L’inammissibilità del referendum sull’autonomia differenziata
Il 20 gennaio 2025 la Corte Costituzionale ha ritenuto inammissibile il quesito referendario sulla legge n. 86 del 2024 relativa all’autonomia differenziata delle Regioni, che già era stata censurata pochi giorni prima con la sentenza 14 novembre – 3 dicembre 2024, n. 192. C’è voluta una nuova sentenza, sull’ammissibilità del referendum, e quindi dell’autonomia differenziata in quanto tale, per spiegare alle Regioni di sinistra che una volta intervenuta la prima decisione, abrogare la legge n. 86 significava abrogare l’art. 116, terzo comma, della Costituzione e ciò non è consentito neanche se a chiederlo sono le c.d. regioni “rosse”, i sindacati confederali o i partiti di sinistra, che massicciamente hanno speso la loro “residua” credibilità su questo referendum abrogativo. Se potessero abrogherebbero proprio il governo Meloni, ma non è questa la democrazia. Anzi, sono proprio le regole della democrazia a sanzionare sempre più la fine di quell’egemonia culturale che per decenni aveva convinto la classe dirigente della sinistra ancora persistenti nella società civile che ci sarebbe stata democrazia solo se avessero vinto i sedicenti “democratici”.
Evidentemente non basta più chiamarsi così per essere creduti tali. E non è vero che la legge non esista più come sostengono alcuni, semplicemente, in relazione al principio di unità nazionale previsto dall’art. 5 della Costituzione, che non era neanche stato invocato, né dai ricorrenti, né dagli intervenienti, bisogna adeguare i criteri di individuazione dei livelli essenziali delle prestazioni (LEP) in base ad una nuova legge. Questa indicherà “la soglia costituzionalmente necessaria” per rendere effettivi i diritti su tutto il territorio nazionale e per erogare le “prestazioni sociali di natura fondamentale” quale presupposto per l’attribuzione alle Regioni ordinarie delle ulteriori forme e condizioni particolari di autonomia, nelle materie di cui all’art. 116, comma 3, della Carta (norma generali sull’istruzione, tutela dell’ambiente, dell’ecosistema e dei beni culturali, tutela e sicurezza del lavoro, tutela della salute, alimentazione, ordinamento sportivo, governo del territorio ecc.).
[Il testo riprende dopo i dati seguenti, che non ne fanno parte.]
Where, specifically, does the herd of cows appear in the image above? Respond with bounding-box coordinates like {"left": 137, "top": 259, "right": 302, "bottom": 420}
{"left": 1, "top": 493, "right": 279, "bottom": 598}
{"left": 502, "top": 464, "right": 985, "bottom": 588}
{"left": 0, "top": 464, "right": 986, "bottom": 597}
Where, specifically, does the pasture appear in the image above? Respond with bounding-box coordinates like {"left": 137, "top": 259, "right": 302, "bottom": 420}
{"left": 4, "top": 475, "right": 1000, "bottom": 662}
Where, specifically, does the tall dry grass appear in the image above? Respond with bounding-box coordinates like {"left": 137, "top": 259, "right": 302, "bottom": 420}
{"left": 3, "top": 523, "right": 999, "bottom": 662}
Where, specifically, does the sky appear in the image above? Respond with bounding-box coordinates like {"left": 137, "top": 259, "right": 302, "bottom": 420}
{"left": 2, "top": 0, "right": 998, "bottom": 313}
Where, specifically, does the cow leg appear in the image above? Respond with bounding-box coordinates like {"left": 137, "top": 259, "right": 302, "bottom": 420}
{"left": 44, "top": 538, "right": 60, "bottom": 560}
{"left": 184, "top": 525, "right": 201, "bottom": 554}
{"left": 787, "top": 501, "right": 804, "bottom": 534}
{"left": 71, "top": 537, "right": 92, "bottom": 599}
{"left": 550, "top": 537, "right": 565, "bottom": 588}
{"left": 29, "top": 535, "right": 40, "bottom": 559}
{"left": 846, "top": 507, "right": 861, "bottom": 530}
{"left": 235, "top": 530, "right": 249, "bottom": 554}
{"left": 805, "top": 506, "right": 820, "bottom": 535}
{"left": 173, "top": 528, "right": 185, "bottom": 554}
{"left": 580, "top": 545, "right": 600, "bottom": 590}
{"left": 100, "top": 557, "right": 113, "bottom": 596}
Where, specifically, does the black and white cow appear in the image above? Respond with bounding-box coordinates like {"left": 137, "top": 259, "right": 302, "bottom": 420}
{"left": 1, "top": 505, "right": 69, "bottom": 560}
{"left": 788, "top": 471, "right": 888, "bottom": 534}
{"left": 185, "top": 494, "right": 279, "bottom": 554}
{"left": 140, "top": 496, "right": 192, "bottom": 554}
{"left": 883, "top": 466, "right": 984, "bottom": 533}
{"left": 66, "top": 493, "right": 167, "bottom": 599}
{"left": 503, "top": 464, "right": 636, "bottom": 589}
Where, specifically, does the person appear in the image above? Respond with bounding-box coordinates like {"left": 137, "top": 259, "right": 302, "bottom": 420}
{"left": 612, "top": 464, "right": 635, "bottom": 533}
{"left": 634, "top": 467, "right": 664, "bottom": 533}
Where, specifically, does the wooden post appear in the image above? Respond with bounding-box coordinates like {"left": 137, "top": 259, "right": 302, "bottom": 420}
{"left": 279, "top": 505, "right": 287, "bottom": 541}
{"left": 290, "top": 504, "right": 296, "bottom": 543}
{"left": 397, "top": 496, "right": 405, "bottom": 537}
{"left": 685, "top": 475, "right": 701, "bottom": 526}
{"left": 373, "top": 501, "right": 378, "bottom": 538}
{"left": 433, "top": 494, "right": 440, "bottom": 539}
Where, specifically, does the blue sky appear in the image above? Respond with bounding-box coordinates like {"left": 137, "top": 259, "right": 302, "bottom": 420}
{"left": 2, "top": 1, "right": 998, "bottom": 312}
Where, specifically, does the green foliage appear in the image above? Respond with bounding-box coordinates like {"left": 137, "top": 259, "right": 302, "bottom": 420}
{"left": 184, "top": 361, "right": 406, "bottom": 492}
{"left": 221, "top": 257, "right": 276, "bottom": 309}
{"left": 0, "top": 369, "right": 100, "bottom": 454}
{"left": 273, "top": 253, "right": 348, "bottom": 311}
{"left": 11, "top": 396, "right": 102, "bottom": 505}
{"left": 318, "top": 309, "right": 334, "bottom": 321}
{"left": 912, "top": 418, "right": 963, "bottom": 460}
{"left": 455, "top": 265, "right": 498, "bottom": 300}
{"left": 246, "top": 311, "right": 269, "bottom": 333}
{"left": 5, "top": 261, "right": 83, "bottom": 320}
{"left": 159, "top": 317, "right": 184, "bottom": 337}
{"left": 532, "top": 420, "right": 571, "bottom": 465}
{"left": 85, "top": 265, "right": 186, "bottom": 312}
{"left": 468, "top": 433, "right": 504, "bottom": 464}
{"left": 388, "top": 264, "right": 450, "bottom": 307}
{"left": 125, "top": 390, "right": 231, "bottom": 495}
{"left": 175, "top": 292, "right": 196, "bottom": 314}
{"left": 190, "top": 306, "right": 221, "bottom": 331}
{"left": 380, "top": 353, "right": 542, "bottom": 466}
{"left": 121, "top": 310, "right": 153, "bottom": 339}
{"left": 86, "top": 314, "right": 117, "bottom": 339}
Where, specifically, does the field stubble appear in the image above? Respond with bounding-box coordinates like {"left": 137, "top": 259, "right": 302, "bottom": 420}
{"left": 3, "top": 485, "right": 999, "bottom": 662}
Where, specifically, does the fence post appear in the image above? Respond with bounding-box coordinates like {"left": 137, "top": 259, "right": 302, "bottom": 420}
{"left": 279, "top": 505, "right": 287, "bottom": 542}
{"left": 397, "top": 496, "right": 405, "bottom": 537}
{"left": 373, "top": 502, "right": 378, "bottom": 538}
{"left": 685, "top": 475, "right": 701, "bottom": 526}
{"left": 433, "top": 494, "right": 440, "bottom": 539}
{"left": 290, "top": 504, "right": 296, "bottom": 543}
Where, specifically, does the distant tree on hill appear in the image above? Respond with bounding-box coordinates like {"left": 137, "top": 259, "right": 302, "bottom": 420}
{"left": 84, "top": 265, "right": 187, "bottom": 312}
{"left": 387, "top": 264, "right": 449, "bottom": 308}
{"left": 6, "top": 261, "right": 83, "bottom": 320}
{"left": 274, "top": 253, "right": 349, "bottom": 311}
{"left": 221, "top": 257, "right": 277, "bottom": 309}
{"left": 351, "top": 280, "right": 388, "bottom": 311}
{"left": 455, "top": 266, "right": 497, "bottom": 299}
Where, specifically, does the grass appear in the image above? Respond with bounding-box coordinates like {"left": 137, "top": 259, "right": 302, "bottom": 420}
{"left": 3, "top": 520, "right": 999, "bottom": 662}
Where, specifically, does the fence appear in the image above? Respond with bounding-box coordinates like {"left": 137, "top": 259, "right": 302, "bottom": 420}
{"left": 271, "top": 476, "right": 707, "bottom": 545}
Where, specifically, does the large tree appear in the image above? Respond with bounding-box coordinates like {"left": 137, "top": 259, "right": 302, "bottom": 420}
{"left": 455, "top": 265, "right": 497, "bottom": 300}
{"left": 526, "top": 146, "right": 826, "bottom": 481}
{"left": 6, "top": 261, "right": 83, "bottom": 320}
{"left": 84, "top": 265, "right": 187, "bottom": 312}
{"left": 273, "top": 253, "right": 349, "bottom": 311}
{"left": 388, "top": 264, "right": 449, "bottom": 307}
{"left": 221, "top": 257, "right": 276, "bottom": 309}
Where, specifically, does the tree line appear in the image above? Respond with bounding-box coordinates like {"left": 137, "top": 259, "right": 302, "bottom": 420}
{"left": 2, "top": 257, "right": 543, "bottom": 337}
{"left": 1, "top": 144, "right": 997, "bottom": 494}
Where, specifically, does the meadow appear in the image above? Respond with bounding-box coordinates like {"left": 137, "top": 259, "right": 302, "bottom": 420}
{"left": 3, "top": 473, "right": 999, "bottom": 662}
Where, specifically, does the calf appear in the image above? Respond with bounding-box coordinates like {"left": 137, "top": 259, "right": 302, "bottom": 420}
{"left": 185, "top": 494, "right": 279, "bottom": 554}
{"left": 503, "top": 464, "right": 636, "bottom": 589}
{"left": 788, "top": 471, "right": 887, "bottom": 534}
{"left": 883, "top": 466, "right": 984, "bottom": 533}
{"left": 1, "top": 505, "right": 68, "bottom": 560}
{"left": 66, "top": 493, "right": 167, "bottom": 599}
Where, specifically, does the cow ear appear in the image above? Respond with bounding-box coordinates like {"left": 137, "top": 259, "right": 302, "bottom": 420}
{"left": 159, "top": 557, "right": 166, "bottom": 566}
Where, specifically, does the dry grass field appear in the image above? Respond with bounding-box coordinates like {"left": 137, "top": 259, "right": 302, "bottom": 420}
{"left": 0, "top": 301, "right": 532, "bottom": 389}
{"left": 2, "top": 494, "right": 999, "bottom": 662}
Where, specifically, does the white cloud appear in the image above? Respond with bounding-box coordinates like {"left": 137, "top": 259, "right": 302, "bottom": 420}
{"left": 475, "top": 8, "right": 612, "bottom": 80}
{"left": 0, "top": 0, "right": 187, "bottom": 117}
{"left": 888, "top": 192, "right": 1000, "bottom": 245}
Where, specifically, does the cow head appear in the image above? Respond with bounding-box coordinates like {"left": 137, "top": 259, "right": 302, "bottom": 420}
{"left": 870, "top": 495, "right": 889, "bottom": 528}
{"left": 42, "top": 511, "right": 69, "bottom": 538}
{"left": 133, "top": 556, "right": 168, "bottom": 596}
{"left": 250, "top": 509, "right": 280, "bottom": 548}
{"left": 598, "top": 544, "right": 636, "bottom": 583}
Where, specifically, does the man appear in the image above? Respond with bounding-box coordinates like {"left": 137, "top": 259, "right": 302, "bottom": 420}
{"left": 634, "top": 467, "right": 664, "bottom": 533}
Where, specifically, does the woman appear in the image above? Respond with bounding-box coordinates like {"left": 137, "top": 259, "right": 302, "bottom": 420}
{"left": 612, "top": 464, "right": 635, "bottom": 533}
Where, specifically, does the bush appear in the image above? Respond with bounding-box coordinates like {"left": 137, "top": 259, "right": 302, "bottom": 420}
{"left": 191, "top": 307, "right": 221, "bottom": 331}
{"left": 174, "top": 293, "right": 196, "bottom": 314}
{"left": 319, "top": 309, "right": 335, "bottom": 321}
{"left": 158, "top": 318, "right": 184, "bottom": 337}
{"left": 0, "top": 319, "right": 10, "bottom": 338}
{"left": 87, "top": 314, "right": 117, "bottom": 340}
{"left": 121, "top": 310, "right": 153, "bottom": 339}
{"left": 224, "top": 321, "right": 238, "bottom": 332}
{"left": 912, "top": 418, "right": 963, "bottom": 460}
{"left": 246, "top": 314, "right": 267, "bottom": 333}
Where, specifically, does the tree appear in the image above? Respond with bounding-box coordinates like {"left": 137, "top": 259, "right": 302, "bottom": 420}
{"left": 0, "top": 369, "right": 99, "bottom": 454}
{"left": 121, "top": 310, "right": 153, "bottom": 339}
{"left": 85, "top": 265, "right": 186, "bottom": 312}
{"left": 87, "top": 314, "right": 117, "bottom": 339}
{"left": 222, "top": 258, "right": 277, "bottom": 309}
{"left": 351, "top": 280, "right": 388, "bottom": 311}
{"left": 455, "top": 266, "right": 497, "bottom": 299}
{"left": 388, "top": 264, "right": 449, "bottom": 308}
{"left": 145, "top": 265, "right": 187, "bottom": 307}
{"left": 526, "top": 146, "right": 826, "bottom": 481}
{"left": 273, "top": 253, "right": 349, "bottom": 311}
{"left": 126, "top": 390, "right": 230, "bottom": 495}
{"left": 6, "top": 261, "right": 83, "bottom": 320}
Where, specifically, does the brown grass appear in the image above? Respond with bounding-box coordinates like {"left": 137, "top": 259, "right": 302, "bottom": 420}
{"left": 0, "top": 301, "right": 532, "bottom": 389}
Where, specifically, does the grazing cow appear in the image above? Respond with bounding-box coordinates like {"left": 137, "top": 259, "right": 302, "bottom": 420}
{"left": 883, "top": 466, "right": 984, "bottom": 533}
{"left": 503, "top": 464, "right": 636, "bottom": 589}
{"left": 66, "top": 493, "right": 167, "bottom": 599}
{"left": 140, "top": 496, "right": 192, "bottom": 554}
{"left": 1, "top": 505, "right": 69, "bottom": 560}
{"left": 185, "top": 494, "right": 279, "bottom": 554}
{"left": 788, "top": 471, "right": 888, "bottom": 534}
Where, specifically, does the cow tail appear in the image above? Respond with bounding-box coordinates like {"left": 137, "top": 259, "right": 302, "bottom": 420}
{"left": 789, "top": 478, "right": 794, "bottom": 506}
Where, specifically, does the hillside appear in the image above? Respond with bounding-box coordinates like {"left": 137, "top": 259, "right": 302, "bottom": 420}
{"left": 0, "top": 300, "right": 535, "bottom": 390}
In sostanza, quando si tratta di diritti civili e sociali, che devono essere garantiti equamente su tutto il territorio nazionale, il vero problema è nella possibilità che dalla determinazione dei LEP derivino nuovi o maggiori oneri a carico della finanza pubblica in quanto si può intervenire nelle suddette materie solo successivamente all’entrata in vigore dei provvedimenti legislativi di stanziamento delle risorse finanziarie. Ed in questo quadro è rimasto perfettamente operativo il meccanismo previsto dagli artt. 2 e 5 della legge, che hanno passato indenni le “forbici” della Corte Costituzionale nella sua sentenza n. 192. In base a queste norme le iniziative delle Regioni per chiedere l’attribuzione di ulteriori forme e condizioni particolari di autonomia, ai sensi dell’articolo 116, terzo comma, della Costituzione, sono esaminate in relazione ai beni e delle risorse finanziarie, umane, strumentali e organizzative determinate con decreto del Presidente del Consiglio dei ministri. Da segnalare in conclusione che la Corte ha prescritto che l’iniziativa regionale sia giustificata alla luce del principio di sussidiarietà.